3.2 DLL Injection Using APC (APC Injection)

In the previous technique, after writing the DLL pathname, CreateRemoteThread() was invoked to create a thread in the target process, which in turn called LoadLibrary() to load the malicious DLL. The APC injection technique is similar to remote DLL injection, but instead of using CreateRemoteThread(), a malware makes use of Asynchronous Procedure Calls (APCs) to force the thread of a target process to load the malicious DLL.

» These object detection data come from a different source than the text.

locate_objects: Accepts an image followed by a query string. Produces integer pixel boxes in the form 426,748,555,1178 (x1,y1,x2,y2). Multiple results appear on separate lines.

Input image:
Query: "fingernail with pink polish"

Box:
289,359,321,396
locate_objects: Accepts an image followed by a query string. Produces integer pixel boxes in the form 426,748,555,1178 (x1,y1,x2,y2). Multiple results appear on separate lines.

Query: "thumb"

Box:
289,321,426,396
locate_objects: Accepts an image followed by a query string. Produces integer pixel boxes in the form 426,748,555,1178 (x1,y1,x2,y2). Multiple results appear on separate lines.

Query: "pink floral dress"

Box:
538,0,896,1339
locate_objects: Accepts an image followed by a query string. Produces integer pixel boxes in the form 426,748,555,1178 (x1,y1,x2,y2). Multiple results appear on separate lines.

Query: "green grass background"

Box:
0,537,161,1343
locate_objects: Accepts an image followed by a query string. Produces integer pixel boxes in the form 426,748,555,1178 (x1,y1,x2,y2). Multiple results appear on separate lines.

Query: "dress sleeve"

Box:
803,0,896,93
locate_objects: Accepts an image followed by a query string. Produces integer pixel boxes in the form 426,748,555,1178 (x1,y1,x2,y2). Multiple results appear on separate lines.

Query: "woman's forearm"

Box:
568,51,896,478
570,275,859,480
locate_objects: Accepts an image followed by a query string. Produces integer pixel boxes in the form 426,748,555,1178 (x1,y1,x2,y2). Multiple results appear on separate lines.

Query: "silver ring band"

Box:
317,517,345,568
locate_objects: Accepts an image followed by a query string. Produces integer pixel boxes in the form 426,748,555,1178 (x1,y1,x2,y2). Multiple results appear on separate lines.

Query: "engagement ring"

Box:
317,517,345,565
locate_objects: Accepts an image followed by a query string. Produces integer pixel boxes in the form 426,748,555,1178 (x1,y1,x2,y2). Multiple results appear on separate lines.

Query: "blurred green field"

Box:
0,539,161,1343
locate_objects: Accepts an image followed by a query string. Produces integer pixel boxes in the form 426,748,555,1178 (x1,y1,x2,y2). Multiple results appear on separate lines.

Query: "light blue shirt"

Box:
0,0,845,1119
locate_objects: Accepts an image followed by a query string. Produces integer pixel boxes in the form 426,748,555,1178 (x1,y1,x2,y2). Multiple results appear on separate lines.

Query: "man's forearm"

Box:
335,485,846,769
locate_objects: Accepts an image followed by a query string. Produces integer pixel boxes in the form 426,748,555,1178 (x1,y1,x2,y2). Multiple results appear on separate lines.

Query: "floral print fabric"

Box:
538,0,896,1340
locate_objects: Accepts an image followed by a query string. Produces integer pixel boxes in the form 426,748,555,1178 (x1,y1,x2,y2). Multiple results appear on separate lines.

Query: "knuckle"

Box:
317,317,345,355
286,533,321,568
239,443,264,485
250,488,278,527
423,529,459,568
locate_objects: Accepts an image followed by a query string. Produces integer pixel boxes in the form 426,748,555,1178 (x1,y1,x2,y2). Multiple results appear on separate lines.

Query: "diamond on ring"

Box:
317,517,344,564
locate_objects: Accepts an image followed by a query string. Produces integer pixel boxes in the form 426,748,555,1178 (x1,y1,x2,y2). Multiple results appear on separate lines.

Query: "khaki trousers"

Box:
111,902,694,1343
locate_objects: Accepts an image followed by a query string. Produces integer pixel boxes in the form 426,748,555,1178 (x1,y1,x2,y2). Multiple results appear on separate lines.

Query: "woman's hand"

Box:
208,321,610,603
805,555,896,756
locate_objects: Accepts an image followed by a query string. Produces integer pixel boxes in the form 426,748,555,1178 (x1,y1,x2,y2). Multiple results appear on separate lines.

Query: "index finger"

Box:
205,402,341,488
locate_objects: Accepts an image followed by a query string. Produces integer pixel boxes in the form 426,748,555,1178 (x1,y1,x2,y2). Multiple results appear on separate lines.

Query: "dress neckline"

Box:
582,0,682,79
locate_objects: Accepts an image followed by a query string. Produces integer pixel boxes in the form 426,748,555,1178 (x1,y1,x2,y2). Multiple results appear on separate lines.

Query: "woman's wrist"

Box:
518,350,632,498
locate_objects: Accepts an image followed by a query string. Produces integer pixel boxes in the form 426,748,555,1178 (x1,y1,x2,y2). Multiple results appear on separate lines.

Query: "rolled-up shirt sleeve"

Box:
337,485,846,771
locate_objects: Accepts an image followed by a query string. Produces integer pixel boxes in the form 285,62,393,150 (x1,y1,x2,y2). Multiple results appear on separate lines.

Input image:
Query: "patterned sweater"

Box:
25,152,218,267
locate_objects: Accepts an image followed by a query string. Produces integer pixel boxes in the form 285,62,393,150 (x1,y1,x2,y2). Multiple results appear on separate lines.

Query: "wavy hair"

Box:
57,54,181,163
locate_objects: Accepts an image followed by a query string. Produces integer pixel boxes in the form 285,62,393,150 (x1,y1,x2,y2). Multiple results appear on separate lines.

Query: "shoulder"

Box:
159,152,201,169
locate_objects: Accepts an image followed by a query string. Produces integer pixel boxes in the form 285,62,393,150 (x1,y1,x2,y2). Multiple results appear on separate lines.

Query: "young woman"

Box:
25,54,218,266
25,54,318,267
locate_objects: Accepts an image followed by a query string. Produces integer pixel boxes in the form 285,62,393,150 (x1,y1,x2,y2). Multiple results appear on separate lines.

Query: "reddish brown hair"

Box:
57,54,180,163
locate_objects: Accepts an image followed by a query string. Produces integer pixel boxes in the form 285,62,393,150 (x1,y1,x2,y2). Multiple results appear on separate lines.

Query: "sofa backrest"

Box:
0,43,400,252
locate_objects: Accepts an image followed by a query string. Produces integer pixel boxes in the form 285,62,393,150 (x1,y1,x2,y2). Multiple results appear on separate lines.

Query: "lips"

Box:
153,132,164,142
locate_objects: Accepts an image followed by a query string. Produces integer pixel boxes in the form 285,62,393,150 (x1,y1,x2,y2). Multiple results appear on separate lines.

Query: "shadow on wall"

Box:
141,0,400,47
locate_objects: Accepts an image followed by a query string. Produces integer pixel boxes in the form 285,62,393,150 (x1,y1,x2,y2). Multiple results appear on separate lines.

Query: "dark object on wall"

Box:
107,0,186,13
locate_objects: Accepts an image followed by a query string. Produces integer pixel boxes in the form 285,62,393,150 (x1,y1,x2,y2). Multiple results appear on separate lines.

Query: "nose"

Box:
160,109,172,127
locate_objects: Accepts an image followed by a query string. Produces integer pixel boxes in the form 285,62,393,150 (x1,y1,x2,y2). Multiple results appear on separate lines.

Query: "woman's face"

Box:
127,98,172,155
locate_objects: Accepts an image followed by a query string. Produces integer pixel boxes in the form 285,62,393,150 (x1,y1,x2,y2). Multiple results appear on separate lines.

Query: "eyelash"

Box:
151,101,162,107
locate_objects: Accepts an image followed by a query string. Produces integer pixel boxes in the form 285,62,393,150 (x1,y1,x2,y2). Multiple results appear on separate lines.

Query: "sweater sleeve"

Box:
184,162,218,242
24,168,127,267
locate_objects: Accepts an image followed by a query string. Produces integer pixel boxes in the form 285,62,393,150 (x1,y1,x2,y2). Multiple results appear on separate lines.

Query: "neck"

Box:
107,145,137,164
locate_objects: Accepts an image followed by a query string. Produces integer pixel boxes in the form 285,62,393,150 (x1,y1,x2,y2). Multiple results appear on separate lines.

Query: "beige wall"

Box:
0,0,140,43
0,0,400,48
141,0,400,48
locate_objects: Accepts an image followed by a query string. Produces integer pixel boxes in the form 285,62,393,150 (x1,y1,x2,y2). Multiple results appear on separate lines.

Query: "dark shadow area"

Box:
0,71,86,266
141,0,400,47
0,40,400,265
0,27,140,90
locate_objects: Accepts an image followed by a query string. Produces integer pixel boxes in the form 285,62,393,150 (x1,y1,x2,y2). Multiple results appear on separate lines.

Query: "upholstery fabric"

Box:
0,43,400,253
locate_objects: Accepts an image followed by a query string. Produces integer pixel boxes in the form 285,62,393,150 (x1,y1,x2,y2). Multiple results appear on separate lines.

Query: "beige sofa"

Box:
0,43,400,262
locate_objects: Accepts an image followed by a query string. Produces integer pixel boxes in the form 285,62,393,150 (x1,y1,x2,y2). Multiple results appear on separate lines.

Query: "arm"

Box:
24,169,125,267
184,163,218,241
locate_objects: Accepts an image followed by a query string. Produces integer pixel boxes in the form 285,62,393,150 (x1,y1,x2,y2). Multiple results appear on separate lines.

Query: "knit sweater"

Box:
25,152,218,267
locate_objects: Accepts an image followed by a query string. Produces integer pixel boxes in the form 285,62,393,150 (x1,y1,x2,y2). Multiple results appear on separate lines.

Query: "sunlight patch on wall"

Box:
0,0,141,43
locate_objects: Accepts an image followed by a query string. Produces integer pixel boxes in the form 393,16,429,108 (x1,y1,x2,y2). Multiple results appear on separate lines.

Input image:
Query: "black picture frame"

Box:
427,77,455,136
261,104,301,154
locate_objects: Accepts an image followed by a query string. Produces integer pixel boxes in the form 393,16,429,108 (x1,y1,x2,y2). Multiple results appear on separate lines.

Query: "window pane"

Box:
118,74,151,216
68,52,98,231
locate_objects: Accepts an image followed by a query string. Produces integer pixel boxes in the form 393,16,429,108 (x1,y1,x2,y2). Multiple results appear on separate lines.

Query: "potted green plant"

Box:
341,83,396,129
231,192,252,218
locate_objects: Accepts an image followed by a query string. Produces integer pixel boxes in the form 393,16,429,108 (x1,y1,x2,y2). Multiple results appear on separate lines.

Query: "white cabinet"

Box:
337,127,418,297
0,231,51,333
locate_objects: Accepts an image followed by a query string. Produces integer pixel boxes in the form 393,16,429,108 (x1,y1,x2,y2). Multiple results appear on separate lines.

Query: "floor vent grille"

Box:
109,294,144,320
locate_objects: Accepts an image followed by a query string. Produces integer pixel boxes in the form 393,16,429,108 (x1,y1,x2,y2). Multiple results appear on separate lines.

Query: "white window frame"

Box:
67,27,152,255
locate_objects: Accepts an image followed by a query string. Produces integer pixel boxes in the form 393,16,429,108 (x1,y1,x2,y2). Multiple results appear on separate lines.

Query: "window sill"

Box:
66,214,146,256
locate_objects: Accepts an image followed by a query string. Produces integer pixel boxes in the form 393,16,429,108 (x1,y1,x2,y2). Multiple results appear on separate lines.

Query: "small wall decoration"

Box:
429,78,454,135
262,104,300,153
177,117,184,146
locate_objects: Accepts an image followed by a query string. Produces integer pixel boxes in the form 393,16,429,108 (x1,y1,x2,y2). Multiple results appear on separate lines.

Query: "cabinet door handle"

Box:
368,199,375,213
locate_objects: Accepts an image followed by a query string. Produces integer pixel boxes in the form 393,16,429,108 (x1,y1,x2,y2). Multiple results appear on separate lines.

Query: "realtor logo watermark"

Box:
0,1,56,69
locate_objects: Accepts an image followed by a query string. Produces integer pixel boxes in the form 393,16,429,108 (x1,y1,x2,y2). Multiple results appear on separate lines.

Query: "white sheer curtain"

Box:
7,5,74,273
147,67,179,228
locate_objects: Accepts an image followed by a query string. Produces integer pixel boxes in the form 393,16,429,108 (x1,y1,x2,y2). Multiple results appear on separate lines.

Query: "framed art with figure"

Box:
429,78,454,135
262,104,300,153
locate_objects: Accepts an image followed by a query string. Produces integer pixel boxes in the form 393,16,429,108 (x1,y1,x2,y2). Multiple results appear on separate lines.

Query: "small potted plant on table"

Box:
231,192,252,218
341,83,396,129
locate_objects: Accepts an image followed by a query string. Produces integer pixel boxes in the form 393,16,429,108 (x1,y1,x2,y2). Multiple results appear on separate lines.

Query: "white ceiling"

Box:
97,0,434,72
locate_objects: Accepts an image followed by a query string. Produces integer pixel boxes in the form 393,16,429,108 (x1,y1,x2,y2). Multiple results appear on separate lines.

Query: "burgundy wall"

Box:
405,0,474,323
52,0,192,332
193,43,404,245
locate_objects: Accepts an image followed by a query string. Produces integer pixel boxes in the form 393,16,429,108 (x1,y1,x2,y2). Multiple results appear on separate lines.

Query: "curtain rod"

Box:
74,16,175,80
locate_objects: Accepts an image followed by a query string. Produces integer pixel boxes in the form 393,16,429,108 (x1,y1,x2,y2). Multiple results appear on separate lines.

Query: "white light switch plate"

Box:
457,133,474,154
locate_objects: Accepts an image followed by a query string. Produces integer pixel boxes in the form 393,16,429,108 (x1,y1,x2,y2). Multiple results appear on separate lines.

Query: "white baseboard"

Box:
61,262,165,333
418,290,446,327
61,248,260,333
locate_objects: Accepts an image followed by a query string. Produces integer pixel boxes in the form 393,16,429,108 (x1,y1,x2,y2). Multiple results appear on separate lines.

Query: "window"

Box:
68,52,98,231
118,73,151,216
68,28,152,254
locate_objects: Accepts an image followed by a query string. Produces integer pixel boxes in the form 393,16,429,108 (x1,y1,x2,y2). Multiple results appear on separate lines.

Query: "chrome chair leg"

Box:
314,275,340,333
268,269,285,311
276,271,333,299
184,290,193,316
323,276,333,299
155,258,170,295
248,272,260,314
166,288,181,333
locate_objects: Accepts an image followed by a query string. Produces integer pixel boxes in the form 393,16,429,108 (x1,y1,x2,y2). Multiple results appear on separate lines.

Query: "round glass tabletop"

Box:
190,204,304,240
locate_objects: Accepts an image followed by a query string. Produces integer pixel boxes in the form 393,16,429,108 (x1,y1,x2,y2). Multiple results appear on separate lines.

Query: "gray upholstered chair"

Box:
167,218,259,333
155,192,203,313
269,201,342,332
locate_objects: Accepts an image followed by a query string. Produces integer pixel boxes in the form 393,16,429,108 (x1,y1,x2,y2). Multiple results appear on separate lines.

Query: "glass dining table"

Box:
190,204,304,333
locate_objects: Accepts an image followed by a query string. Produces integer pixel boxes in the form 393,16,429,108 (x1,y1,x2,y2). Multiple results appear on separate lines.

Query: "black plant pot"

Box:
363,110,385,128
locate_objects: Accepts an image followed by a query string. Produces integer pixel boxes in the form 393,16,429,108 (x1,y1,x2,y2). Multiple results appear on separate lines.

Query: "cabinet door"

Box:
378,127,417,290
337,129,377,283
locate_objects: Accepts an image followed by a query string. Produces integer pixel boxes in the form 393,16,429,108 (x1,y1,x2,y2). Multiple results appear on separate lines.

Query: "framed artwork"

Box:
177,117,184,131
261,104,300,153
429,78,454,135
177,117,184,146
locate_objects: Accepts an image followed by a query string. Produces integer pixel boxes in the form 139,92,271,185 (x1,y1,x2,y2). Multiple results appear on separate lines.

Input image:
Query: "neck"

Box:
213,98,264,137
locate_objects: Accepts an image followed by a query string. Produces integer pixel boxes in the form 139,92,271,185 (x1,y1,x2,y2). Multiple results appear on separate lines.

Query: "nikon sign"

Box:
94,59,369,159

An APC is a function that executes asynchronously in the context of a particular thread. Each thread contains a queue of APCs that will be executed when the target thread enters an alertable state. As per Microsoft documentation (https://msdn.microsoft.com/en-us/library/windows/desktop/ms681951(v=vs.85).aspx), a thread enters an alertable state if it calls one of the following functions:

SleepEx(), 
SignalObjectAndWait()
MsgWaitForMultipleObjectsEx()
WaitForMultipleObjectsEx()
WaitForSingleObjectEx()

The way the APC injection technique works is, a malware process identifies the thread in the target process (the process into which the code will be injected) that is in an alertable state, or likely to go into an alertable state. It then places the custom code in that thread's APC queue by using the QueueUserAPC() function. The idea of queuing the custom code is that, when the thread enters the alertable state, the custom code gets picked up from the APC queue, and it gets executed by the thread of the target process.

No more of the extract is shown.